Early last week it was reported that as many as one-third of Hezbollah’s fighting force have been killed or wounded in Syria. That was followed by a report on Friday that Iran’s Islamic Revolutionary Guard Corps had withdrawn most of its troops from Syria after suffering dozens of casualties. The withdrawal of the Iranians has put additional pressure on Hezbollah as the Russian airstrikes have not been as decisive as Hezbollah had hoped.
Avi Issacharoff pointed out two weaknesses exposed by the recent news.
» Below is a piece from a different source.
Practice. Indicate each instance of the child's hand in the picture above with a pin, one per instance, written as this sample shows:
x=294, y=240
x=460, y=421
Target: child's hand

On an operational level he wrote, “the assassination is further evidence — after the assassination of Jihad Mughniyeh in January and the killing of Hassan al-Laqis in December 2013 — of the ease with which intelligence services can infiltrate the organization.”
The other is a manpower shortage about which he wrote, “In the past few months, Hezbollah has launched a massive draft of youths 17 and older to make up for its losses. However, the recruits are not at the same level as the trained and sophisticated fighters that filled its ranks just a few years ago.” Thus he doesn’t expect that Hezbollah will seek an all out war with Israel right now.
To be sure Hezbollah is still a threat to Israel with a massive terror infrastructure in place, financed by Iran (especially in the wake of the nuclear deal), as the red alert sirens in northern Israel (including Nahariya, the scene of Kuntar’s crime) today attest. The Jerusalem Post reports that the IDF believes that three rockets landed in Israel causing no injuries.
In addition to Iranian forces and Hezbollah, Iran has reported to be importing Shi’ite fighters from Iraqi militias, Afghanistan and Pakistan to boost its pro-Assad forces.
Iran supports Assad to maintain a land connection to Lebanon and Israel’s border. In recent weeks the cost of that support has gone up.
Samir Kuntar’s dead, but the Iranian threat, however degraded is still there.